Les jours suivants, je l’ai surveillé de près. Il mangeait à peine, ne bougeait presque plus. Même ses endroits préférés ne l’intéressaient plus. Il restait là, recroquevillé, les yeux vides.
Finalement, je l’ai emmené chez le vétérinaire. Ils ont fait une batterie de tests, et lorsque la vétérinaire est revenue, son visage était grave. Biscuit souffrait d’une infection rénale.
J’étais sous le choc. Les chats sont des maîtres dans l’art de dissimuler la douleur, et je n’avais rien vu venir. La vétérinaire m’a expliqué que c’était fréquent chez les chats plus âgés, mais que c’était traitable s’il était pris à temps. Quel soulagement quand elle m’a dit qu’il allait s’en sortir avec les bons médicaments et un peu de repos.
Mais le chemin vers la guérison fut plus difficile que prévu. Biscuit a passé plusieurs jours à récupérer. Il n’était pas encore lui-même, mais je voyais de petits signes de mieux. Et de manière surprenante, ce qui l’apaisait le plus, c’était notre rituel du bain. Il ne flottait plus, mais je le laissais s’asseoir près de l’eau. Parfois, il trempait une patte — comme au bon vieux temps.
C’est pendant un de ces moments silencieux que j’ai compris quelque chose. Ce n’était pas le « rituel » en soi qui comptait — le bol flottant, le bain — mais le fait qu’il en fasse partie. Être là, près de l’eau, lui apportait du réconfort. Ce sentiment de normalité l’aidait à guérir.

Quelques semaines plus tard, quelque chose d’étrange s’est produit avec Taro. Ce même chat qui avait toujours jugé l’heure du bain de loin s’est mis à s’approcher un peu plus chaque jour. Il trempait la patte plus souvent, s’approchait de l’eau petit à petit.
Au début, je pensais que c’était juste de la curiosité. Les chats sont comme ça — surtout quand leur frère reçoit toute l’attention. Mais un jour, l’inattendu est arrivé. Taro, l’observateur bougon, a sauté tout seul dans la baignoire. Il s’est assis calmement, comme si de rien n’était.
Et c’est là que j’ai eu une révélation. L’heure du bain n’avait jamais été que pour Biscuit. C’était un moment de connexion entre nous trois. Et maintenant, Taro en faisait partie.

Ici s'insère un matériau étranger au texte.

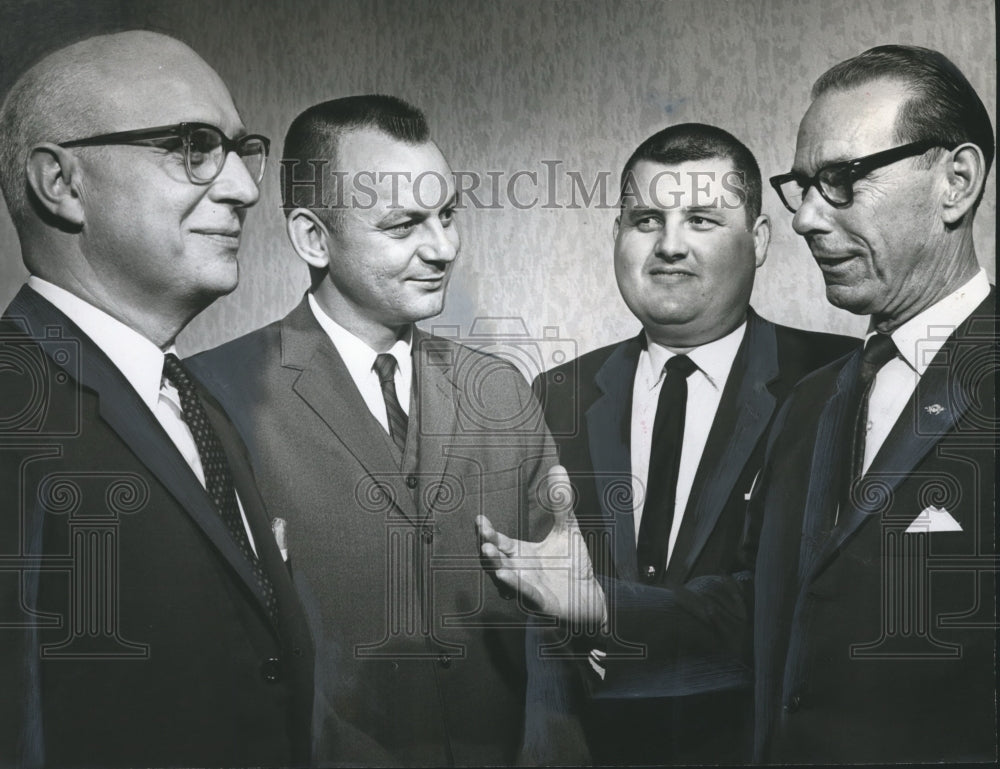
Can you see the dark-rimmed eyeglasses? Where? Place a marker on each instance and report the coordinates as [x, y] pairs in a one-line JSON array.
[[204, 147], [835, 182]]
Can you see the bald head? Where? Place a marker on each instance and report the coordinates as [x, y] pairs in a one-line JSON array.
[[104, 83]]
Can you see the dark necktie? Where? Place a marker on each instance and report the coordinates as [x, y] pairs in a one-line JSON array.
[[664, 466], [218, 476], [385, 367], [879, 350]]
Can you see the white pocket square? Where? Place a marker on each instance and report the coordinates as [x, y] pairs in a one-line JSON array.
[[933, 519]]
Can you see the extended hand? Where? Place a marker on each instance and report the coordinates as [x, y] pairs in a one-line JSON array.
[[554, 576]]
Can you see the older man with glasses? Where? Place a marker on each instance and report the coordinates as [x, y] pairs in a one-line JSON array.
[[873, 520], [875, 632], [146, 616]]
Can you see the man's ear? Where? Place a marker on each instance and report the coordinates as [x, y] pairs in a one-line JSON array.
[[309, 236], [965, 176], [761, 238], [53, 174]]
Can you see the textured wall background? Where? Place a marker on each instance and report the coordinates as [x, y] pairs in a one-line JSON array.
[[507, 85]]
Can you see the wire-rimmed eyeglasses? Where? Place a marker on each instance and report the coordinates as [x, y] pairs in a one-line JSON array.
[[204, 147]]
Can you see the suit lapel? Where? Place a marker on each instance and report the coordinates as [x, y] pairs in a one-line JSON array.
[[124, 412], [434, 405], [744, 411], [937, 405], [326, 386], [608, 425]]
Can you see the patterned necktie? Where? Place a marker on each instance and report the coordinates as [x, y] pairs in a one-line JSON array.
[[385, 367], [664, 465], [218, 476]]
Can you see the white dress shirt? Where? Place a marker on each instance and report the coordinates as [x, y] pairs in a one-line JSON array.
[[360, 361], [714, 361], [141, 363], [917, 341]]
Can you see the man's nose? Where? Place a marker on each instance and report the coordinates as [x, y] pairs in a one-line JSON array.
[[442, 243], [811, 215], [234, 183], [672, 243]]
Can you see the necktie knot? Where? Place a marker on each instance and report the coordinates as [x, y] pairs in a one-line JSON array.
[[175, 373], [879, 350], [680, 364], [385, 367], [218, 474]]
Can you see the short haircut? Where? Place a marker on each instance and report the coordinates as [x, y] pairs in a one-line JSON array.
[[943, 105], [316, 133], [49, 102], [699, 141]]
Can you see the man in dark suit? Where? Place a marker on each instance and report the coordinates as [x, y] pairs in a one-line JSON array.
[[380, 444], [876, 571], [146, 617], [688, 241]]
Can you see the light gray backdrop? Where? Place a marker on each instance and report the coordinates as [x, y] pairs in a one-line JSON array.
[[510, 84]]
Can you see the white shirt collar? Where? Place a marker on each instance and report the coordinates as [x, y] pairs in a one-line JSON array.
[[356, 354], [714, 359], [919, 339], [139, 360]]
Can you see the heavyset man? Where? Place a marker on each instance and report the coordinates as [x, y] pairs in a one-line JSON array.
[[873, 520]]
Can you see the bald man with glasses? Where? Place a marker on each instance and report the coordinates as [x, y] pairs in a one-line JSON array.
[[875, 588], [146, 616]]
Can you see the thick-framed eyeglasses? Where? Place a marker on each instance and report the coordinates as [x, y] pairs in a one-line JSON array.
[[204, 147], [835, 182]]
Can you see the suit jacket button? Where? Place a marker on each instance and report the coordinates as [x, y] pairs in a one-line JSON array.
[[270, 670]]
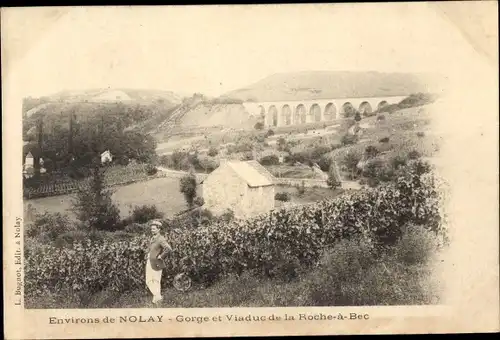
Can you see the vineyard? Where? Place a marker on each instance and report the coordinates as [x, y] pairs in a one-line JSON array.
[[64, 185], [267, 242]]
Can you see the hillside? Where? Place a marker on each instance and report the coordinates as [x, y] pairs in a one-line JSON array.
[[207, 115], [332, 84], [126, 96]]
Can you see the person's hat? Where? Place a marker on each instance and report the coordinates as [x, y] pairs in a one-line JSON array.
[[156, 223]]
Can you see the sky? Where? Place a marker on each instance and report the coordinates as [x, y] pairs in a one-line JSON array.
[[215, 49]]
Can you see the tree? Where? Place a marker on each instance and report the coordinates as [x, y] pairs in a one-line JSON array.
[[188, 186], [213, 151], [93, 205], [371, 151], [351, 161], [333, 180]]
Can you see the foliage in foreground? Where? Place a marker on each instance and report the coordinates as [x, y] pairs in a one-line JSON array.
[[279, 239], [349, 273]]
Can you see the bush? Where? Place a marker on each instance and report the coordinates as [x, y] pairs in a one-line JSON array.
[[269, 160], [416, 246], [213, 151], [301, 233], [67, 239], [269, 133], [259, 126], [350, 161], [93, 205], [352, 273], [151, 170], [145, 213], [371, 151], [398, 161], [324, 163], [301, 189], [49, 226], [282, 196], [414, 154], [188, 187], [349, 139], [373, 168], [199, 201], [136, 228]]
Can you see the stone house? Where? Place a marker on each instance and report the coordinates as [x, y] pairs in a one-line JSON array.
[[245, 187], [106, 157]]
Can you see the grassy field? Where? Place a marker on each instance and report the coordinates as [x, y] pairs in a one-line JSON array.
[[162, 192]]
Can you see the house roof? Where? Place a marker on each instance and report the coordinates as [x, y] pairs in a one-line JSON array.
[[252, 172]]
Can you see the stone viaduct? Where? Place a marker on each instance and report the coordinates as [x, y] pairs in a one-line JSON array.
[[282, 113]]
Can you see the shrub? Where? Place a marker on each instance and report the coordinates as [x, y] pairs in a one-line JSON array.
[[373, 168], [353, 274], [269, 133], [67, 239], [136, 228], [414, 154], [349, 139], [199, 201], [145, 213], [282, 144], [398, 161], [416, 246], [247, 156], [324, 163], [350, 161], [282, 196], [151, 170], [213, 151], [333, 180], [188, 187], [371, 151], [259, 126], [93, 205], [301, 189], [269, 160], [49, 226]]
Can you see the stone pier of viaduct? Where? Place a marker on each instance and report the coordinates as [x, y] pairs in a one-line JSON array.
[[282, 113]]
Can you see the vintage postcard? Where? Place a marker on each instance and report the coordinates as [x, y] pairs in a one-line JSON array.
[[248, 170]]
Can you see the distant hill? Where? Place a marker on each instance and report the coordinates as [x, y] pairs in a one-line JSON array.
[[333, 84], [130, 96], [117, 94]]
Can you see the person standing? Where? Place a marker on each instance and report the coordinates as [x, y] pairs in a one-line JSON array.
[[158, 249]]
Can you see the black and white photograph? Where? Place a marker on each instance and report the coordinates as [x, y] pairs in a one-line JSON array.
[[235, 156]]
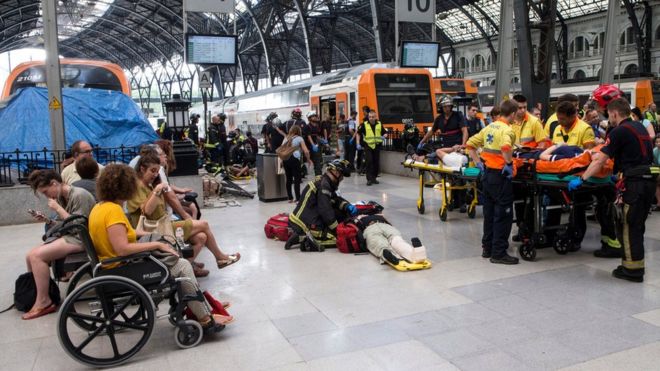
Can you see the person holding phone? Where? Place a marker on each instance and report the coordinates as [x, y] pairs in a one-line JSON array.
[[64, 200]]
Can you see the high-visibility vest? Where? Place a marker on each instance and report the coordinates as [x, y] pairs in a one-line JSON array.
[[370, 138]]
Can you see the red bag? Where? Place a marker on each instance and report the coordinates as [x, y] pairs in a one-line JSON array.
[[349, 239], [277, 227]]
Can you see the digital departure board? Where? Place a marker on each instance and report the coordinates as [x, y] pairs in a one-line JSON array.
[[211, 49], [420, 54]]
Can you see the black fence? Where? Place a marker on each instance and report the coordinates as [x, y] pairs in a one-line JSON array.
[[16, 166]]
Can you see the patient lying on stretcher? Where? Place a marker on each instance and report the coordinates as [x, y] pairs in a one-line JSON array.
[[450, 157]]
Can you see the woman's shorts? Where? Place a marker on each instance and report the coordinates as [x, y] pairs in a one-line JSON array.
[[186, 225]]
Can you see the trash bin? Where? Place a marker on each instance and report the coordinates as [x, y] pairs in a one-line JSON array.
[[270, 185], [186, 156]]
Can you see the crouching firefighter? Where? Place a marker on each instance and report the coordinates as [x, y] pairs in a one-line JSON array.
[[314, 220], [630, 146]]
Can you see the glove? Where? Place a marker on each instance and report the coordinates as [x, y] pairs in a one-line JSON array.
[[574, 184], [507, 170]]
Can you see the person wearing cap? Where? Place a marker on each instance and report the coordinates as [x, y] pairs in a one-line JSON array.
[[314, 219], [631, 148], [497, 169], [370, 137], [450, 128], [311, 133]]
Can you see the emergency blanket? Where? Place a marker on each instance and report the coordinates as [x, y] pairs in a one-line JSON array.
[[104, 118]]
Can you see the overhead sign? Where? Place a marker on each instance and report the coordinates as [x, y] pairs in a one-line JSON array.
[[54, 104], [419, 11], [210, 6], [205, 80]]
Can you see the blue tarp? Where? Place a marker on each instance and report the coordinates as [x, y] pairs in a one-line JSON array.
[[103, 118]]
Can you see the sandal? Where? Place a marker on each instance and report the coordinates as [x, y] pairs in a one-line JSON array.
[[223, 320], [38, 312], [231, 259]]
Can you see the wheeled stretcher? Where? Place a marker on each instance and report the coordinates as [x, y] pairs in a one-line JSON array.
[[447, 178], [537, 185]]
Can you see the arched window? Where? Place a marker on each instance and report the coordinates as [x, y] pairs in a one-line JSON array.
[[463, 64], [579, 75], [478, 63], [630, 69]]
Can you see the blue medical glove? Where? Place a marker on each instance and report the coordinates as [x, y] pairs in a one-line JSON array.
[[574, 184], [507, 171], [481, 167]]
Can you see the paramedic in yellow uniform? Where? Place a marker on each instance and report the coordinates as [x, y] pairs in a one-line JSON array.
[[527, 127], [552, 122], [496, 141]]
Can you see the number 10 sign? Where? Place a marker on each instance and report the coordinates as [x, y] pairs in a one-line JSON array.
[[419, 11]]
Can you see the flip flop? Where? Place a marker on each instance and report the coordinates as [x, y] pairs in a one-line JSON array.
[[229, 261], [38, 312]]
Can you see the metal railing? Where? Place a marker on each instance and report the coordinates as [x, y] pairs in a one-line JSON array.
[[16, 166]]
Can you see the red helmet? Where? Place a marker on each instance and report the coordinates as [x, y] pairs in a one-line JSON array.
[[606, 93]]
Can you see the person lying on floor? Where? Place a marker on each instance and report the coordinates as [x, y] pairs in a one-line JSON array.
[[385, 242], [451, 157]]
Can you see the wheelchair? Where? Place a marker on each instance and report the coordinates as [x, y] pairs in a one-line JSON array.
[[107, 319]]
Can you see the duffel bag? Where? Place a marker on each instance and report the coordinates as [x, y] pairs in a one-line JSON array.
[[349, 239], [277, 227]]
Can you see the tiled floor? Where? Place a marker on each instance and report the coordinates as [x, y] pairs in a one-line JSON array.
[[329, 311]]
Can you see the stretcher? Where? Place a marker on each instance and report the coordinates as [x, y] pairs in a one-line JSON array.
[[537, 185], [446, 178]]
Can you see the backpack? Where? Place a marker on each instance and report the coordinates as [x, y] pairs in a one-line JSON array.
[[277, 227], [349, 239], [25, 292]]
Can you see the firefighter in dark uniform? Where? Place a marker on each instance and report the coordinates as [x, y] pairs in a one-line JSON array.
[[630, 146], [370, 137], [314, 220], [452, 129], [497, 168], [214, 143]]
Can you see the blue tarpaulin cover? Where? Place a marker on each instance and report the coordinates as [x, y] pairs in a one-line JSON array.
[[104, 118]]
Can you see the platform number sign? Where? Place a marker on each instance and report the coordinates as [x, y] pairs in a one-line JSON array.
[[420, 11]]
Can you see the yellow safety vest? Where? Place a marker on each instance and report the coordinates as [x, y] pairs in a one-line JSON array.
[[370, 138]]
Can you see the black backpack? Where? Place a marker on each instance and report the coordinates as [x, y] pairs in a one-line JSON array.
[[25, 292]]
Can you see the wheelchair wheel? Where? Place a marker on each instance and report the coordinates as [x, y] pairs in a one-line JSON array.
[[527, 251], [189, 334], [80, 277], [122, 317], [443, 214]]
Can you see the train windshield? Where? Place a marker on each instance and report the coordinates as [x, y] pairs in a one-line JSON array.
[[655, 90], [73, 76], [403, 97]]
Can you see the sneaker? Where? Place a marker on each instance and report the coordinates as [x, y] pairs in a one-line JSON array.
[[505, 259], [625, 274], [607, 252]]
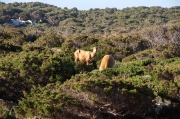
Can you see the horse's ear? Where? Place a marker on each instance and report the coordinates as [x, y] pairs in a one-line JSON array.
[[94, 49]]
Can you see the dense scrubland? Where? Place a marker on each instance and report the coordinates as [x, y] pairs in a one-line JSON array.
[[39, 77]]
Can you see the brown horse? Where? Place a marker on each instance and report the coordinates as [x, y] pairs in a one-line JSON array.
[[84, 56]]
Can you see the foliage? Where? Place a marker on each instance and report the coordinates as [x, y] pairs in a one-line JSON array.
[[38, 72]]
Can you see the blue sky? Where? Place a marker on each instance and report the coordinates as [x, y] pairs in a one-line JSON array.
[[87, 4]]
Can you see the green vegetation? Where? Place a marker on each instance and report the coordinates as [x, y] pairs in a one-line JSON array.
[[38, 75]]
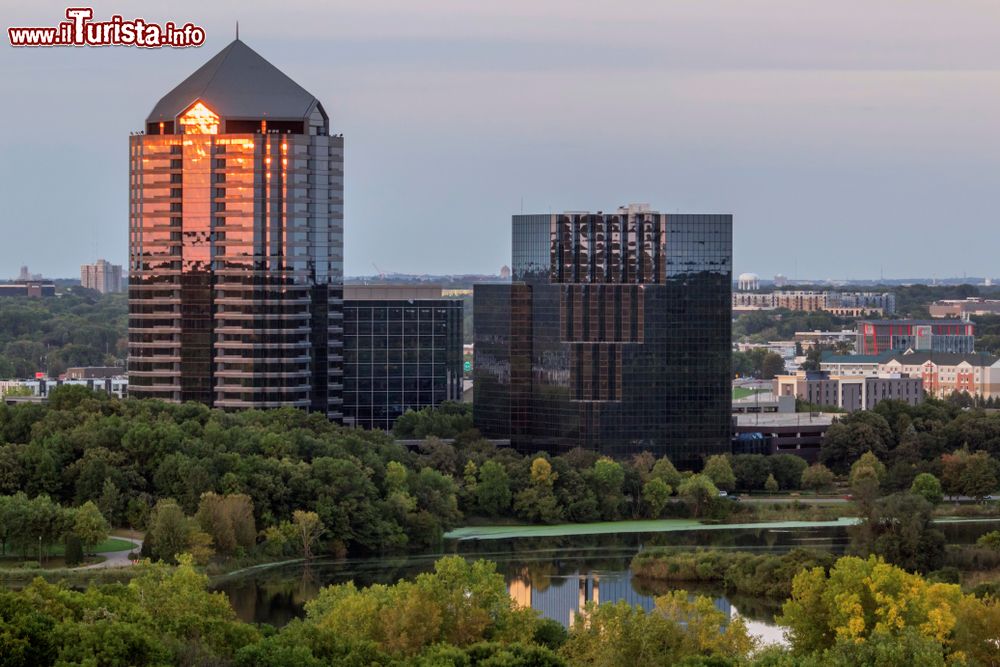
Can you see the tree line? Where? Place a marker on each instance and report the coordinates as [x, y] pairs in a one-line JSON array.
[[79, 327], [852, 612]]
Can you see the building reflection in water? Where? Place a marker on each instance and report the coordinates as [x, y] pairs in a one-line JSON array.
[[563, 597]]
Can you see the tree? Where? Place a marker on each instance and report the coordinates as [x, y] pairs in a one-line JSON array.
[[90, 526], [751, 471], [719, 470], [309, 529], [608, 477], [656, 495], [979, 476], [111, 502], [168, 531], [228, 520], [771, 485], [538, 502], [864, 600], [866, 478], [665, 470], [698, 492], [787, 470], [853, 435], [678, 629], [771, 365], [493, 490], [899, 528], [968, 474], [990, 540], [927, 487], [73, 555]]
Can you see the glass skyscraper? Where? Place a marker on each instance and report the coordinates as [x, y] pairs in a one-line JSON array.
[[236, 242], [402, 351], [614, 335]]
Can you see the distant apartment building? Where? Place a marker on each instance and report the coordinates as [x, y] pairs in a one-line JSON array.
[[102, 276], [113, 386], [853, 364], [941, 373], [945, 373], [93, 372], [402, 351], [965, 307], [28, 288], [845, 304], [878, 336], [810, 339], [850, 392]]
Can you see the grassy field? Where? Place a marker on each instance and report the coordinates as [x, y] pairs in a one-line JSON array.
[[652, 526], [611, 527]]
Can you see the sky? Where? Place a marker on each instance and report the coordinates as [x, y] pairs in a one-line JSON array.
[[848, 139]]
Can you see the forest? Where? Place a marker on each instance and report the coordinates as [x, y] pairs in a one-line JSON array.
[[78, 327]]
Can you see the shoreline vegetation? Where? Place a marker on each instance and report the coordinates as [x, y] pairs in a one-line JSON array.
[[461, 615]]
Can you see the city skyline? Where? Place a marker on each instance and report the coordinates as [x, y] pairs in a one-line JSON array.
[[800, 120]]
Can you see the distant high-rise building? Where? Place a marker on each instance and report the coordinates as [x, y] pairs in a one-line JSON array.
[[402, 351], [235, 242], [614, 335], [102, 276]]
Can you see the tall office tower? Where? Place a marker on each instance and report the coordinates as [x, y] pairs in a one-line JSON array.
[[236, 238], [102, 276], [402, 351], [614, 335]]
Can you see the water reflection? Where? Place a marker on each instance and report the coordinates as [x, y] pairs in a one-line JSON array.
[[555, 575]]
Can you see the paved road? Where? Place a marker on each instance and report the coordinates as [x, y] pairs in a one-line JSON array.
[[116, 558]]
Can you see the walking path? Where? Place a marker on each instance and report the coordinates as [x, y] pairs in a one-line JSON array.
[[116, 558]]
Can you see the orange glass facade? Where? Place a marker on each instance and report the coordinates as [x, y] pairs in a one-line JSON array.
[[236, 262]]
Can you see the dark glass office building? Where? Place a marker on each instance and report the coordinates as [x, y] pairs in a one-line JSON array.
[[236, 242], [402, 351], [614, 335]]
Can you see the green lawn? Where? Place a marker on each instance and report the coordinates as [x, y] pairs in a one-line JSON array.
[[651, 526]]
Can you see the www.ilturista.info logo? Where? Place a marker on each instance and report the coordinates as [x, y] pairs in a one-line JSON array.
[[79, 30]]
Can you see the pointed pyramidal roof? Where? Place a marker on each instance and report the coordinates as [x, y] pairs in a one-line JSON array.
[[238, 83]]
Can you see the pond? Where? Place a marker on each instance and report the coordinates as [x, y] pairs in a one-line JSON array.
[[556, 575]]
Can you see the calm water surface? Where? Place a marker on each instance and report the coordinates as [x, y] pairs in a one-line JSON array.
[[555, 575]]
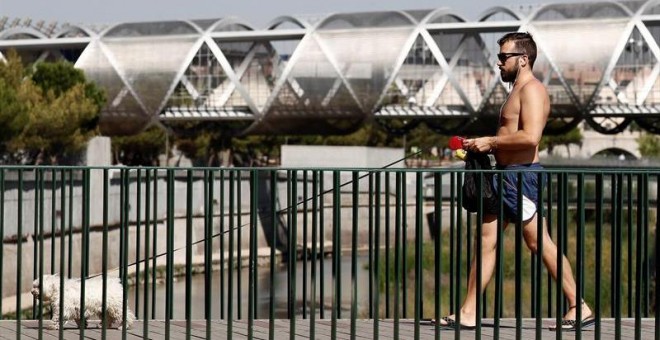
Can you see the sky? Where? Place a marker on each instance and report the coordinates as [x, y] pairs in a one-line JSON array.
[[255, 12]]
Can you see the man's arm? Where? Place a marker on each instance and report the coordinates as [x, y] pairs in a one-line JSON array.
[[532, 118]]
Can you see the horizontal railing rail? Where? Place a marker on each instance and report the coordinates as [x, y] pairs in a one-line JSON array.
[[244, 248]]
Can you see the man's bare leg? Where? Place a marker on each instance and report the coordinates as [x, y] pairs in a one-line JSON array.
[[550, 253], [488, 258]]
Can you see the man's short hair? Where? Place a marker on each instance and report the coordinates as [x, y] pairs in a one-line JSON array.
[[524, 44]]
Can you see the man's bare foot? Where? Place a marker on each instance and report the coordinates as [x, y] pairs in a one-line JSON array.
[[450, 322], [570, 321]]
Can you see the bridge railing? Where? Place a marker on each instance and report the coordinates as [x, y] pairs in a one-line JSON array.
[[237, 245]]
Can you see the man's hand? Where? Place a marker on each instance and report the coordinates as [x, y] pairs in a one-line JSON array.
[[481, 144]]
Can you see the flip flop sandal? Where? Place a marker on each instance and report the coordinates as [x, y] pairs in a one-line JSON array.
[[451, 324]]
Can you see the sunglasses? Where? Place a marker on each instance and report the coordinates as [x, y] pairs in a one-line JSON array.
[[503, 57]]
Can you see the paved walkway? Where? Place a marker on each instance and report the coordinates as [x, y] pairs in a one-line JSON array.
[[364, 330]]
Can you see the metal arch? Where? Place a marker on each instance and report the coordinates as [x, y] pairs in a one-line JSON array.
[[327, 19], [435, 50], [653, 47], [240, 72], [286, 18], [195, 26], [4, 34], [121, 75], [436, 13], [180, 73], [618, 50], [70, 28], [500, 9], [105, 31], [399, 64], [437, 91], [228, 21], [556, 68], [285, 73], [547, 6], [224, 63], [647, 5], [333, 62]]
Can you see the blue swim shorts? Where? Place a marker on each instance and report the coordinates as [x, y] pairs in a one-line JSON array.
[[530, 189]]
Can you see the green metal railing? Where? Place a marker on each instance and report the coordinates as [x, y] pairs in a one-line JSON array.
[[268, 244]]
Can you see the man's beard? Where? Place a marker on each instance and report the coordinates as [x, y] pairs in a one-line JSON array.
[[509, 77]]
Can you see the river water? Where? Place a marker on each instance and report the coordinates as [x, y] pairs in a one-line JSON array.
[[264, 291]]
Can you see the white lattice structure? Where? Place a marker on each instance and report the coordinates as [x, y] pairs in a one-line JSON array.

Mais le moment le plus touchant est arrivé quelques jours plus tard. Biscuit, enfin redevenu lui-même, a rejoint Taro dans la baignoire. Il l’a doucement bousculé, comme pour lui dire : « C’est bon, tu peux venir. » Et Taro n’a pas hésité. Il s’est installé à côté de Biscuit, les deux chats allongés dans leur petit spa improvisé.

C’est alors que j’ai compris que la guérison ne ressemble pas toujours à ce qu’on imagine. On est souvent obsédé par l’idée de « retrouver la normale », sans voir que c’est justement le processus de guérison qui nous rapproche. La maladie de Biscuit — bien qu’effrayante — m’a rappelé combien la vie est précieuse, et elle m’a permis de créer un lien unique avec Taro que je n’aurais jamais soupçonné.